# My 87 Stanza won't start



## Rustin99 (Jan 11, 2005)

I have an 87 Nissan Stanza GXE...automatic

My issues with it are the damn thing not starting...It ran fine, until I parked itr because I got a new truck...Now when I try to start it, it floods the engine too fast, you can smell alot of gas...here's what I have done.

new plugs, wires, cap, roter, drained gas tank,toyed with distributor... used octane booster, and still nothing I need some ideas I am exhausted of ideas....all it does is pretend like its gonna start.

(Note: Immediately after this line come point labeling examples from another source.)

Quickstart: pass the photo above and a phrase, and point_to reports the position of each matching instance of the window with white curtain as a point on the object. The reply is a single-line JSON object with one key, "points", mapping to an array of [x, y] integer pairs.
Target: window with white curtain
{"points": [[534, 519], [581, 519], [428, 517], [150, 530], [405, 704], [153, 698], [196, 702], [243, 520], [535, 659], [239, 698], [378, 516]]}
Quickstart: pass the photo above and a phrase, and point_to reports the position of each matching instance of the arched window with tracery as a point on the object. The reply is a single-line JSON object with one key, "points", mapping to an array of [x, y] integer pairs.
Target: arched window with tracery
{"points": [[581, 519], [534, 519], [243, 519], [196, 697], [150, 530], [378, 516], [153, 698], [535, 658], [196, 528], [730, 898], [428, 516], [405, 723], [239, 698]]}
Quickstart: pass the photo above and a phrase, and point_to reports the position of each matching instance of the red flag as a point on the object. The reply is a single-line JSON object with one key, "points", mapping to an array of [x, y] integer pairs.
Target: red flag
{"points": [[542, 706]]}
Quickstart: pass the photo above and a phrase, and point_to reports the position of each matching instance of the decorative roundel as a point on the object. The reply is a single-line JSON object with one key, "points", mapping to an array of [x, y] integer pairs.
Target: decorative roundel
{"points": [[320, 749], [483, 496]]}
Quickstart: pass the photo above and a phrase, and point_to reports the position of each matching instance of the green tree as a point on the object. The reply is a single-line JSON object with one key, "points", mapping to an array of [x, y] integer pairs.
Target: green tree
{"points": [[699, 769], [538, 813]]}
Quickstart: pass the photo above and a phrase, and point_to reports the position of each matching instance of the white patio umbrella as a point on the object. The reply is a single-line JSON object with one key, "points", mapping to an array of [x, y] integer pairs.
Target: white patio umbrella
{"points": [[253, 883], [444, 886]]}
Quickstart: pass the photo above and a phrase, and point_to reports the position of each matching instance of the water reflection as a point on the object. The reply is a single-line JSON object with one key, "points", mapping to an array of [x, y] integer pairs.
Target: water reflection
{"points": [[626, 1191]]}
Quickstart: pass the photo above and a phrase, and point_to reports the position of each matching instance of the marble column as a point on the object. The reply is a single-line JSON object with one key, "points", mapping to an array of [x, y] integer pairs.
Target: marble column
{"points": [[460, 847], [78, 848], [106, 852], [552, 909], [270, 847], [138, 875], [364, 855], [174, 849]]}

Any help would be greatly appreciated
AIM me at Souparus99


----------



## KA24Tech (Feb 2, 2004)

I don't think it is fuel, I think it is a problem with ignition. Pull a spark plug out and with plug wire attached ground the plug, then pull the fuel injection fuse and crank the engine. Watch the plug for the spark. If no spark, the CA20 has the same problems with it that the later KA24 has. So look inside the distributor for oil which interferes with the operation of the cam angle sensor. Try to spray it out with electrical parts and contact cleaner.
Start there and let me know what you find.

Troy


----------



## Rustin99 (Jan 11, 2005)

It gets spark just fine, I shocked my buddy with it... I am going to check the distributor this weekend and pull all plugs, pull thw fuse for the fuel pump and crank it over a few times, clean the pins on the ecu and see what happens...


----------